Right lateral abdominal radiograph showing free gas

The lateral radiograph demonstrates a mottled region of gas opacity involving the cranioventral abdomen. This is identified cranial and ventral to the position of the stomach and other gas filled enteric structures. This was thought to reflect gas within the paren¬chyma of the liver. Abdominal ultrasound was performed which demonstrated a gas–filled mass effect within the right liver. No evidence of gas within the bili¬ary structures or portal vasculature was identified. Hepatic abscess was the most likely diagnosis based on this appearance and the clinical signs presented. Hepatic abscess may be caused by introduction of bacteria secondary to a penetrating injury, spread from an adjacent septic focus such as an ascending biliary tract infection, hematogenous infection via the portal vein or hepatic artery or secondary to hepatic carcinoma or other neoplasia.

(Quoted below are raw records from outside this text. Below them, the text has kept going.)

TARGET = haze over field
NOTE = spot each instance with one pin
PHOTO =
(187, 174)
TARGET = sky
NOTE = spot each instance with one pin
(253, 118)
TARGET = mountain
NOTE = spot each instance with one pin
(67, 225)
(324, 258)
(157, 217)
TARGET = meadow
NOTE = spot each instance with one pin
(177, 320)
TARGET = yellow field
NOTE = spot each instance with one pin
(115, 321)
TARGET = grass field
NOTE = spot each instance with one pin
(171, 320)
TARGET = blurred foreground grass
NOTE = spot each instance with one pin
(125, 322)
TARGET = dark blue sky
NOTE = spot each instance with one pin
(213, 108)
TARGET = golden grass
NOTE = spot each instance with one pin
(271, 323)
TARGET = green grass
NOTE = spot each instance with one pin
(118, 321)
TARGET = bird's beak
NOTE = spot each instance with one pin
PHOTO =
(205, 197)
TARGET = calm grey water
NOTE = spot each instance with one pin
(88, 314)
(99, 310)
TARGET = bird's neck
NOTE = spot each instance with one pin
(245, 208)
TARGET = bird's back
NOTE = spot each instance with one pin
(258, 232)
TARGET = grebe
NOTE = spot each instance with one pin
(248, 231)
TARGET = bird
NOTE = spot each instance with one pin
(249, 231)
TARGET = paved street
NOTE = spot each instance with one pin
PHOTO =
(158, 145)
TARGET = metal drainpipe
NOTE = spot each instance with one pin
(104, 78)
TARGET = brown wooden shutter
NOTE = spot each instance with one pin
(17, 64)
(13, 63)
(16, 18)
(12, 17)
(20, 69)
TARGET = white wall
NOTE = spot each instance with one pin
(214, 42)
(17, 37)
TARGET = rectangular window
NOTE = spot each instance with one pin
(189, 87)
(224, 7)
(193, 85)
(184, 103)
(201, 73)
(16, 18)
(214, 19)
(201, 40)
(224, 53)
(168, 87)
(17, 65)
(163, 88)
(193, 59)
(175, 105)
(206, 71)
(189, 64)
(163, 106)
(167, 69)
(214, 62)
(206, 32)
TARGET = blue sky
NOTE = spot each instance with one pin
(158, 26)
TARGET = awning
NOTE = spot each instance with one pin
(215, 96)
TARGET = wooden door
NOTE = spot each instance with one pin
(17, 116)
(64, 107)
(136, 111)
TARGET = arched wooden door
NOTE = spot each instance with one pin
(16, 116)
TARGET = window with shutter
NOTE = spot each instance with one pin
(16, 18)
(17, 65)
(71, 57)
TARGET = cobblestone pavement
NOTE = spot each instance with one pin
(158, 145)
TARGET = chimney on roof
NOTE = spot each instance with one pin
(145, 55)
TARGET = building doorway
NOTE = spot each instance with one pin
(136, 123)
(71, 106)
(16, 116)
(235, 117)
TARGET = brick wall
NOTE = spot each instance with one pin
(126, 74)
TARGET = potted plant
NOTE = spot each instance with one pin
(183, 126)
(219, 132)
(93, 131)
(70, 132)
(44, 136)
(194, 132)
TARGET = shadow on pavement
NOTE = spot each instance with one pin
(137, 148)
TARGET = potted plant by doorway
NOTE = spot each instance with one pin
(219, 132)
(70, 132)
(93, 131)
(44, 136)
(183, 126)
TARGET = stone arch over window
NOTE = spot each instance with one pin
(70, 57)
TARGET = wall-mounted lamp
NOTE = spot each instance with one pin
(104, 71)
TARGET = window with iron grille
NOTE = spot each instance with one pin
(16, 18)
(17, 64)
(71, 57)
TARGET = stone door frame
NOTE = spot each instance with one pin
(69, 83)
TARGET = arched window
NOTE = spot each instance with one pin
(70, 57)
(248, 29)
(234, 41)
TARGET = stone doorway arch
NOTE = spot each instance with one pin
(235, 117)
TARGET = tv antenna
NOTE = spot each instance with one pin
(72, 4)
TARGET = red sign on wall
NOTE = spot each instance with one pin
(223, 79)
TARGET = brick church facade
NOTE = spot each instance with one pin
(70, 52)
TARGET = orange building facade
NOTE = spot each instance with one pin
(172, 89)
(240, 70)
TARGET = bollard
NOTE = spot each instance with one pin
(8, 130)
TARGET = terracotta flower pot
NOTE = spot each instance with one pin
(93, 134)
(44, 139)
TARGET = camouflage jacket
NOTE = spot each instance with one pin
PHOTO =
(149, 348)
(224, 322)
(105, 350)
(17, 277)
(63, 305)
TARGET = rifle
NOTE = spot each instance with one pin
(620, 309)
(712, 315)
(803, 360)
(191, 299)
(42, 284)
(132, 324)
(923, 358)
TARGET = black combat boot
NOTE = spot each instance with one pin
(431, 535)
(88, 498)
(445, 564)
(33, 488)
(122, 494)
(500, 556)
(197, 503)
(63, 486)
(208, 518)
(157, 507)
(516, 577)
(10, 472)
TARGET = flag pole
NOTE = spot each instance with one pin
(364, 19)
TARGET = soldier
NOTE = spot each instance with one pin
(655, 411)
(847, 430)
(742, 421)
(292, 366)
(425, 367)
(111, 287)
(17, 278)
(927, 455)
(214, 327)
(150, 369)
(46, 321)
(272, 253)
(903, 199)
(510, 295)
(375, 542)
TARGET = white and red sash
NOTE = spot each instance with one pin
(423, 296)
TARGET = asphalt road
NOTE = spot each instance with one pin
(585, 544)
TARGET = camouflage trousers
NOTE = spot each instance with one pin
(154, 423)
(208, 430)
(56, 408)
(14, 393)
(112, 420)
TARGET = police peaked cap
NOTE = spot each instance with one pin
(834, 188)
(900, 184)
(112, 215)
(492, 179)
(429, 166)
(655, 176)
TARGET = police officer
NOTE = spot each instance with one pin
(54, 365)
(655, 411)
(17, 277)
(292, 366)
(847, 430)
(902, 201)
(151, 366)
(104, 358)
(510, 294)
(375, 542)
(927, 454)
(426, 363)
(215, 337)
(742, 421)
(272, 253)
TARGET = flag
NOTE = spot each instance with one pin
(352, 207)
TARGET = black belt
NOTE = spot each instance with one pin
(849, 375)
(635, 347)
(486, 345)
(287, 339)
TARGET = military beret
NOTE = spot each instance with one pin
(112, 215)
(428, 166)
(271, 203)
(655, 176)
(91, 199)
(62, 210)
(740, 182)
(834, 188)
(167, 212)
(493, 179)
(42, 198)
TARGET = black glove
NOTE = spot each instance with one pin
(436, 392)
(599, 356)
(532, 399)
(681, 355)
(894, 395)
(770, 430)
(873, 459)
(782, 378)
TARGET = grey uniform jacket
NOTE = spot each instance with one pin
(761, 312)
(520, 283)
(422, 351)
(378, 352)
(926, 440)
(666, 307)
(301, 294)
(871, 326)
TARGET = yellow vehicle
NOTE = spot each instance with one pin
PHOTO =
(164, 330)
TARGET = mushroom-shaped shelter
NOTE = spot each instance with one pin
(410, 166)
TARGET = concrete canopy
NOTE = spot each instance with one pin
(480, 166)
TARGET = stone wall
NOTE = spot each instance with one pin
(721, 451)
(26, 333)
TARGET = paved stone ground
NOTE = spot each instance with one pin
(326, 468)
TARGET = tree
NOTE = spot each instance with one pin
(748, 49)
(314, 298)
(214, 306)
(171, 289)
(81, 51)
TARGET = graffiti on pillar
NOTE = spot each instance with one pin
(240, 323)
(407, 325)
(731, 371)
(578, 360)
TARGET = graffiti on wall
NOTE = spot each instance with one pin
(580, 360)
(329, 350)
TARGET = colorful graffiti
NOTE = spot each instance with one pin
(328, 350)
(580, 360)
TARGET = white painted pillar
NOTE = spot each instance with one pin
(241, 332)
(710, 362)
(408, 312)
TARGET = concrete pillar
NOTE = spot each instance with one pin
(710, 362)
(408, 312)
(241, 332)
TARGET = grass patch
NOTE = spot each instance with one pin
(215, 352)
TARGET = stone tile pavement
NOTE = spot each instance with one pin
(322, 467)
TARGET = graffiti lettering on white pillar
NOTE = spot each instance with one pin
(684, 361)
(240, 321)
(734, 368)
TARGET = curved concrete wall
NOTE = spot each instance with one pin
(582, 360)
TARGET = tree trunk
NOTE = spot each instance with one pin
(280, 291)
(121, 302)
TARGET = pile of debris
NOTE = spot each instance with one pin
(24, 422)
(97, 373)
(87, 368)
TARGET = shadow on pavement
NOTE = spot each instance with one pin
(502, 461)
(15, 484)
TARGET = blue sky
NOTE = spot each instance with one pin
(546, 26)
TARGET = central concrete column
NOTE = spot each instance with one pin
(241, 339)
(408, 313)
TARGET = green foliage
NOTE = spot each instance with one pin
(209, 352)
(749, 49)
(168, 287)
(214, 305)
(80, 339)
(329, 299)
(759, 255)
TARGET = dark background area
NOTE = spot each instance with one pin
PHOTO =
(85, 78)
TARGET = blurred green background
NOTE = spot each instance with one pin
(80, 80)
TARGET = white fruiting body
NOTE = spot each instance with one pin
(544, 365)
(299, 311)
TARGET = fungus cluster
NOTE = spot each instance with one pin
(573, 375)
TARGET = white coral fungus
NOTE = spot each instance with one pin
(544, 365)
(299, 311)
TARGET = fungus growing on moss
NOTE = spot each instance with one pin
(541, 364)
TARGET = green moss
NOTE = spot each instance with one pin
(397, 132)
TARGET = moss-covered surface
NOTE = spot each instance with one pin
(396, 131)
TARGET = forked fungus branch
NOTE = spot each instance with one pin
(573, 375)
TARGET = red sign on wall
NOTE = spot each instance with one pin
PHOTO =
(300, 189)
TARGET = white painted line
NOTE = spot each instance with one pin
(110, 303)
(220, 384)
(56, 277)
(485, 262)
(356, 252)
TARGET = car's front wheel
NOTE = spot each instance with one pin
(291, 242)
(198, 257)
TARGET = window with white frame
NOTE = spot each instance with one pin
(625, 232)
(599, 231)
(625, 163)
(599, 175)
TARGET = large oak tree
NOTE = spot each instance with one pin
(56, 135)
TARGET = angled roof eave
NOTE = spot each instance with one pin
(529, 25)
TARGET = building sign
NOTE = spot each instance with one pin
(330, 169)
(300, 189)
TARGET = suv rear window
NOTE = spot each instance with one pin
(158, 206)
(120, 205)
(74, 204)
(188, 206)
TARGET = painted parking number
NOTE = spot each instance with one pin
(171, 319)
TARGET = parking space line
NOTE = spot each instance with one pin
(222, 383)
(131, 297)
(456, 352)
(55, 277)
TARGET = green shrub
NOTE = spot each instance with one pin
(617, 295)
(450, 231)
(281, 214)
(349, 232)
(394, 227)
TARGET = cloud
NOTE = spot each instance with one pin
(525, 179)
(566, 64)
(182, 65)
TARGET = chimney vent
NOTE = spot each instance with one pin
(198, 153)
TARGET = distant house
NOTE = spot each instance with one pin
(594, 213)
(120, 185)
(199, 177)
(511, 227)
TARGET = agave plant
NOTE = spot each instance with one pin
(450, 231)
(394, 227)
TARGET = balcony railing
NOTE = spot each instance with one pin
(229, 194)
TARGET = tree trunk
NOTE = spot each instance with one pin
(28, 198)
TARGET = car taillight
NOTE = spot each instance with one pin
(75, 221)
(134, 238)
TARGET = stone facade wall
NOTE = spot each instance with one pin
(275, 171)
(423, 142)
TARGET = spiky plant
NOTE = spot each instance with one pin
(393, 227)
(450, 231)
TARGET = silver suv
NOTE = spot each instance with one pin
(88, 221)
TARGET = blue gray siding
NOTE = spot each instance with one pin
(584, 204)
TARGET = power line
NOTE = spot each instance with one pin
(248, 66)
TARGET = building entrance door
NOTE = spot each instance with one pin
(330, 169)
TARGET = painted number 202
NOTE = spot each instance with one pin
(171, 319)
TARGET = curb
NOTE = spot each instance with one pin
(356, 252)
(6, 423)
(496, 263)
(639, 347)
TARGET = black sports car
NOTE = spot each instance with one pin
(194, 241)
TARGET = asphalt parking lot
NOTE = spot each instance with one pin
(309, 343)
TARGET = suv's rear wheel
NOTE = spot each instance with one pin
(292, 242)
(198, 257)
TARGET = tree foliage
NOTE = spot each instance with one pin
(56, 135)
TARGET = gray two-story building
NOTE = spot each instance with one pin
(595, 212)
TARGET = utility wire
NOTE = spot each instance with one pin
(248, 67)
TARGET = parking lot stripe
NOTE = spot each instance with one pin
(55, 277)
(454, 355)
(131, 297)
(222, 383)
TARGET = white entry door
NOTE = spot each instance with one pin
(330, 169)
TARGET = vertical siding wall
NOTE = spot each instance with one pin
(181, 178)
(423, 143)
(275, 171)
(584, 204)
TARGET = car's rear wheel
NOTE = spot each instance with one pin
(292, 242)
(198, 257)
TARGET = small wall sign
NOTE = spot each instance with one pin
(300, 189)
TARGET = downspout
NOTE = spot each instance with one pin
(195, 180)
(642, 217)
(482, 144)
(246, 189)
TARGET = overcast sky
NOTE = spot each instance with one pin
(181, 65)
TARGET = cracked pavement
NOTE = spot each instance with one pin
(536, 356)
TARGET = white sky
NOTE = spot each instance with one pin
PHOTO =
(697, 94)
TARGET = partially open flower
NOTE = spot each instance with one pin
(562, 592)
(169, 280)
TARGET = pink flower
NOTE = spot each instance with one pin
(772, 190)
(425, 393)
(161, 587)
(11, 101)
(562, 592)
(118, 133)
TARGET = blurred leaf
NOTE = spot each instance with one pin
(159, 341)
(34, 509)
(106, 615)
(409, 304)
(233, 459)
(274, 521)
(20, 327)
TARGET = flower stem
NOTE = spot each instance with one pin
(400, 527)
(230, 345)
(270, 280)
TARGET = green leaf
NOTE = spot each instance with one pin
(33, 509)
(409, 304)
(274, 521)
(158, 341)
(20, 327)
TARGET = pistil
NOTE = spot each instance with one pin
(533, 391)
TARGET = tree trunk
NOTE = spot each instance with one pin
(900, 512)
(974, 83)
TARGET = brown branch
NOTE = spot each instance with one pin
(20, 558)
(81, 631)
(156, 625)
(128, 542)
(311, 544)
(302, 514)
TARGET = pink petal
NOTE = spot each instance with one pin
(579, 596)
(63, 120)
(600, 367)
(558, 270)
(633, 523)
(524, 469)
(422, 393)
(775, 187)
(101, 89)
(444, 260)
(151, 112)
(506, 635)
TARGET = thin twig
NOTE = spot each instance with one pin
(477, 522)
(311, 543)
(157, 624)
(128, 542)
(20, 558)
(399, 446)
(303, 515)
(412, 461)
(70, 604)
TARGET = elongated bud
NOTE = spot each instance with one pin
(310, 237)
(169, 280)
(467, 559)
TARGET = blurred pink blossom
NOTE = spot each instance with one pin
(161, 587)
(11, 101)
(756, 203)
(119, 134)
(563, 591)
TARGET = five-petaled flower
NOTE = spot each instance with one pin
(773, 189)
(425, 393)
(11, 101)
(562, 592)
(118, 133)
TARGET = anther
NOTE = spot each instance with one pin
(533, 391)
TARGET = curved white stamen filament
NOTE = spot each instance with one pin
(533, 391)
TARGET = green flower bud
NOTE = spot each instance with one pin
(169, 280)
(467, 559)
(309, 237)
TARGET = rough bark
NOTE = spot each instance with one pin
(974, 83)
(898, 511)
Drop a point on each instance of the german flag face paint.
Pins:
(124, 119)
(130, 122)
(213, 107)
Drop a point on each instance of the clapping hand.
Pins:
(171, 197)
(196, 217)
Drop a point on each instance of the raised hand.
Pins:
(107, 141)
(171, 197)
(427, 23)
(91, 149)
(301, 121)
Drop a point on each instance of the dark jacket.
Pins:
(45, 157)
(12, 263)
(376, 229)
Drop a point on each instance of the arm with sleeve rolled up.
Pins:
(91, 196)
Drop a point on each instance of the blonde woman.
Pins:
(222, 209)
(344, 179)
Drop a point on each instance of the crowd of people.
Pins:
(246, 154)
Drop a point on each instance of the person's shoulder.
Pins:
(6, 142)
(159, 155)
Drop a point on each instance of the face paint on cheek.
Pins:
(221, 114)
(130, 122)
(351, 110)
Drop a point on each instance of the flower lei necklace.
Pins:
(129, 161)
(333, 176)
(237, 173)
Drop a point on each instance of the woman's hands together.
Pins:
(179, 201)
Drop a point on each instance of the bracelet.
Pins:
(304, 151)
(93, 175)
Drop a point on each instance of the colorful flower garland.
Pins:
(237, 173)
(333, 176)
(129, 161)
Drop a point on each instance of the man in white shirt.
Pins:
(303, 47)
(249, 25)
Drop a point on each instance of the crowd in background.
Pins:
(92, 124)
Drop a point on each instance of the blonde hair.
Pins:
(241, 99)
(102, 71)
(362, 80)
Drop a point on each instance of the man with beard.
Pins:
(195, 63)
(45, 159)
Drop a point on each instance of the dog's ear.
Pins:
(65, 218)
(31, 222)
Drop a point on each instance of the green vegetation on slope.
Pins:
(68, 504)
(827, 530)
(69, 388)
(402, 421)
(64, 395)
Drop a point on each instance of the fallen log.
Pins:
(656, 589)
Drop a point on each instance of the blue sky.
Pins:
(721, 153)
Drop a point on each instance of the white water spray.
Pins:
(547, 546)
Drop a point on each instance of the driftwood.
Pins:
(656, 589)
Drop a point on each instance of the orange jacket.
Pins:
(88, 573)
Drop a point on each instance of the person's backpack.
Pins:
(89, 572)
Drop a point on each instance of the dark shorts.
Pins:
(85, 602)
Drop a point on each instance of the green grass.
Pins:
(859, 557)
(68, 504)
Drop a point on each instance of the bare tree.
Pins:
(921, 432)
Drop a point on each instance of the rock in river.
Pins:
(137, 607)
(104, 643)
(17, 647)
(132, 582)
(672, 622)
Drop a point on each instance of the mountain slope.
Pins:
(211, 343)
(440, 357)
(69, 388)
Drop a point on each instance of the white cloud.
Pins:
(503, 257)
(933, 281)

Gas within the liver and /or biliary system can occur from several different causes. Gas within the gallbladder and biliary ducts can result from emphysematous cholangitis. Both gas forming bacteria within the biliary tract and reflux of duodenal gas possibly secondary to duodenitis may result in this process. Gas within the portal vasculature from severe gastroenteritis, ulcerative gastritis or gastric volvulus is also seen. This can often be differentiated from an abscess by identifying a branching pattern of gas within the hilus and peripheral regions of the liver. Hepatic abscess will typically appear as an amorphous or mottled gas pattern. Superimposed subcutaneous gas should be eliminated as a possibility by examining both orthogonal projections. Free gas within the peritoneal cavity caused by rupture of a hollow viscus or a penetrating injury typically outlines the serosal surfaces of the cranial abdominal viscera and may have either a curvilinear or irregular shape between serosal surfaces.